The answer is simple: all members can perform XOR operation. Consider the nature of the XOR operation: For each bit of the two operands, the same result is 00, and the different result is 11. Then in the calculation process, all the digits of the number appearing in pairs will be offset to 00, and the final result is the number that appears once.

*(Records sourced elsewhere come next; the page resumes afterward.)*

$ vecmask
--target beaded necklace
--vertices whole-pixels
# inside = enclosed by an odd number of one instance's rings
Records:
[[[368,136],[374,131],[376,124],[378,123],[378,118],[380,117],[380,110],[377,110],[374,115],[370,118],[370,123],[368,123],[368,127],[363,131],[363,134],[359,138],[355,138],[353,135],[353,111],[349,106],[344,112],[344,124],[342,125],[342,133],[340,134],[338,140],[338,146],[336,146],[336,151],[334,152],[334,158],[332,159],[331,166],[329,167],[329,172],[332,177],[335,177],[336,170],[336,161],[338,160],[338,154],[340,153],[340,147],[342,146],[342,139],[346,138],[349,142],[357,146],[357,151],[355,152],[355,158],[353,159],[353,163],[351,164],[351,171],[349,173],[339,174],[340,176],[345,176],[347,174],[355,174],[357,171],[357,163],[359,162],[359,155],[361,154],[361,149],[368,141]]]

So how does this method extend to find two numbers that appear once?
If we can divide all numbers into two groups, so that:
two numbers that appear only once are in different groups; the
same numbers will be grouped into the same group.
Then XOR the two groups separately to get the two numbers of the answer. This is the key to solving this problem.
algorithm
1. Perform an XOR on all numbers first, and get the XOR value of two numbers that appear once.
2. Find any bit that is 1 in the XOR result.
3. Group all the numbers according to this bit.
4. Perform XOR operation in each group to get two numbers.
class Solution {
public:
vector<int> singleNumbers(vector<int>& nums) {
int ret = 0;
for (int n : nums)
ret ^= n;//先对所有数字进行一次异或,得到两个出现一次的数字的异或值。
int div = 1;
while ((div & ret) == 0)//(div & ret) == 1时候跳出来,选取的是「不为 0 的最低位」
div <<= 1;
int a = 0, b = 0;
for (int n : nums)
if (div & n)//如果该位为 1 就分到第一组,否则就分到第二组」
//可以知道它们被分进了两组,所以满足了条件 1。
a ^= n;//在每个组内进行异或操作,得到两个数字。
else
b ^= n;
return vector<int>{
a, b};
}
};
Complexity analysis
Time complexity: O(n), we only need to traverse the array twice.
Space complexity: O(1), only a constant space is needed to store several variables.